I. Introduction to Pandas
1. Introduction
Pandas is an open-source Python data analysis library that provides high-performance, easy-to-use data structures and data analysis tools. The name Pandas comes from “Panel Data,” and it is primarily used for processing structured data, such as tabular data and time-series data . Built on top of the NumPy library, Pandas inherits NumPy’s high-performance array computation capabilities and adds support for complex data operations. It provides two main data structures: Series (one-dimensional arrays) and DataFrame (two-dimensional tables) , making data processing more efficient and convenient.
Pandas was initially created by Wes McKinney in 2008 to meet the needs of financial data analysis. Over time, it has become an indispensable part of the Python data analysis ecosystem, widely used in data science, machine learning, finance, statistics, and many other fields.
2. Main Features
(a) Powerful data structures
- DataFrame : This is one of the core data structures in Pandas. It’s a two-dimensional tabular data structure, similar to a table in Excel. Each column of a DataFrame can store different types of data (such as numbers, strings, etc.), and the data can be accessed through column names and row indices. For example, we can create a DataFrame containing employee information (name, age, department, etc.), and retrieve all employee names by the column name “name,” or retrieve all information for a specific employee by the row index.
- Series : A Series is a one-dimensional array, similar to a NumPy array, but it can have an index. The index can be any hash type, such as an integer or string. Series are very convenient for processing single-column data. For example, when operating on a set of time series data (such as stock prices), the price at a specific point in time can be quickly accessed through the date index.
(ii) Flexible data manipulation
- Data cleaning : Pandas provides rich data cleaning functions that can easily handle missing values (such as filling and deleting missing values), duplicate data (such as deleting duplicate rows), outliers, etc. For example, for a DataFrame containing missing values, we can use the fillna() method to fill missing values, or use the dropna() method to delete rows containing missing values.
- Data filtering : Data can be filtered using various methods such as Boolean indexes, tag indexes, and position indexes. For example, we can use the Boolean expression `df[df[‘age’] > 30]` to filter out employee data whose age is greater than 30.

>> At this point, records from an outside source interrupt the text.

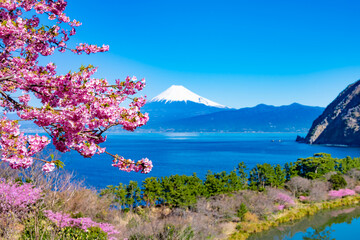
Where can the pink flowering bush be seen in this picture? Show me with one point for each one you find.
(17, 198)
(63, 220)
(280, 207)
(357, 189)
(76, 109)
(341, 193)
(304, 198)
(286, 199)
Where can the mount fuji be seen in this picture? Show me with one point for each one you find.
(178, 102)
(177, 109)
(178, 93)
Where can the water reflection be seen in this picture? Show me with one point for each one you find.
(328, 225)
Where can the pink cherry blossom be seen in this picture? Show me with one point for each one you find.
(77, 109)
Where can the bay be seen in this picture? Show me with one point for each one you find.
(186, 153)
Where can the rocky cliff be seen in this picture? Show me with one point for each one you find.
(339, 124)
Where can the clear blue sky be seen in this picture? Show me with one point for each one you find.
(238, 53)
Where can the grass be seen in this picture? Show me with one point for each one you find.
(246, 228)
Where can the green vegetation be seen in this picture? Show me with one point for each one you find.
(337, 181)
(187, 207)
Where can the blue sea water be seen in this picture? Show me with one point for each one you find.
(186, 153)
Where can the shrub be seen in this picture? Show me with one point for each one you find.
(341, 193)
(64, 221)
(337, 181)
(285, 199)
(318, 191)
(298, 185)
(241, 211)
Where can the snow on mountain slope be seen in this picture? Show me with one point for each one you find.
(178, 93)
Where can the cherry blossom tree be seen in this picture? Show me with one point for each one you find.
(77, 109)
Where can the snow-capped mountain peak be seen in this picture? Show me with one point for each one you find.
(178, 93)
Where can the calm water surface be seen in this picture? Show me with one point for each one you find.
(185, 153)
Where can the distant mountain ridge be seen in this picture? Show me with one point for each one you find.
(339, 124)
(179, 110)
(261, 118)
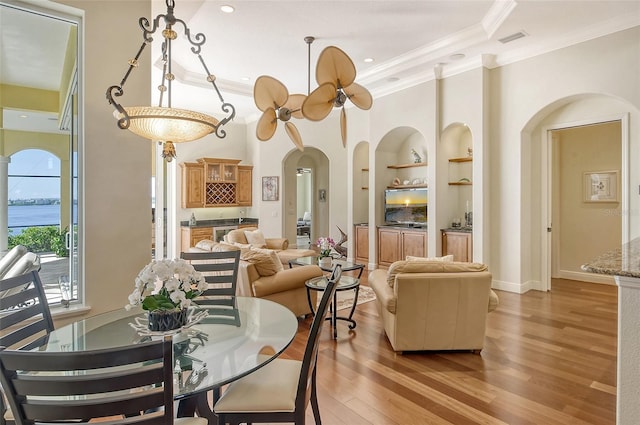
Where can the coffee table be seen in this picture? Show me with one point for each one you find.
(347, 266)
(345, 283)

- Data merging : Pandas supports various data merging operations, such as `concat()` (for joining multiple data structures), `merge()` (similar to the SQL `JOIN` operation, which merges two DataFrames based on a specified key), and `join()` (merging based on an index). These features make it easy to integrate multiple data sources. For example, merging the employee information table and the employee performance table based on employee ID.
- Data grouping and aggregation : The `groupby()` method can be used to group data, and then aggregate functions (such as summation, average, count, etc.) can be applied to each group. For example, sales data can be grouped by region, and then the total sales for each region can be calculated.

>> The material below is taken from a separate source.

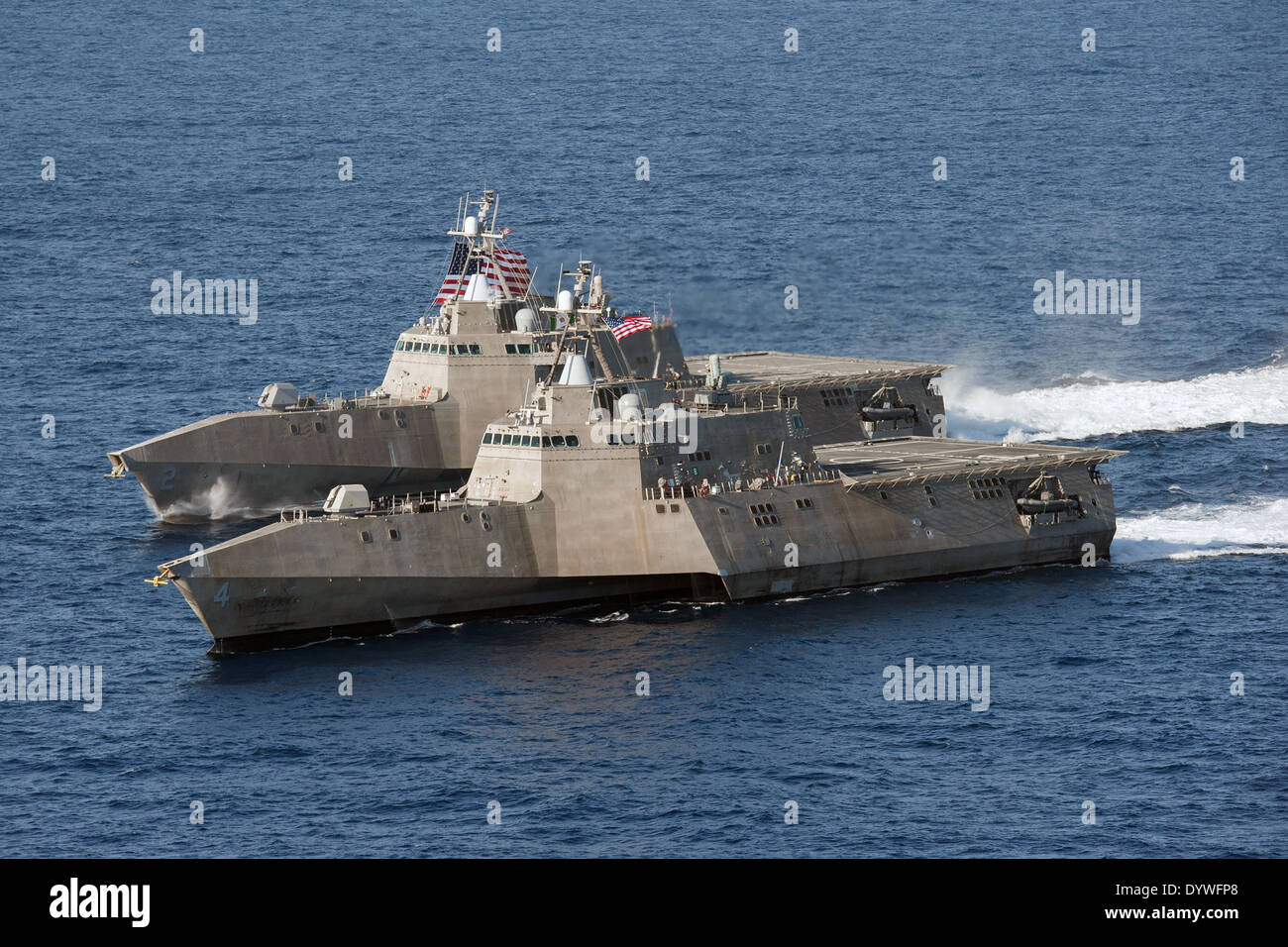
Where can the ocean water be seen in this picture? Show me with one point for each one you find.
(767, 169)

(III) Time series analysis support
Pandas offers robust support for time series data. It can directly parse date and time strings to generate time series indexes. For example, `pd.date_range(start=’2024-01-01′, end=’2024-12-31′, freq=’D’)` generates a daily time series index from January 1, 2024 to December 31, 2024. Furthermore, Pandas supports operations such as time frequency conversion (e.g., converting daily data to monthly data) and time window calculations (e.g., calculating moving averages), making it extremely useful in fields involving time series data analysis, such as financial data analysis and meteorological data analysis.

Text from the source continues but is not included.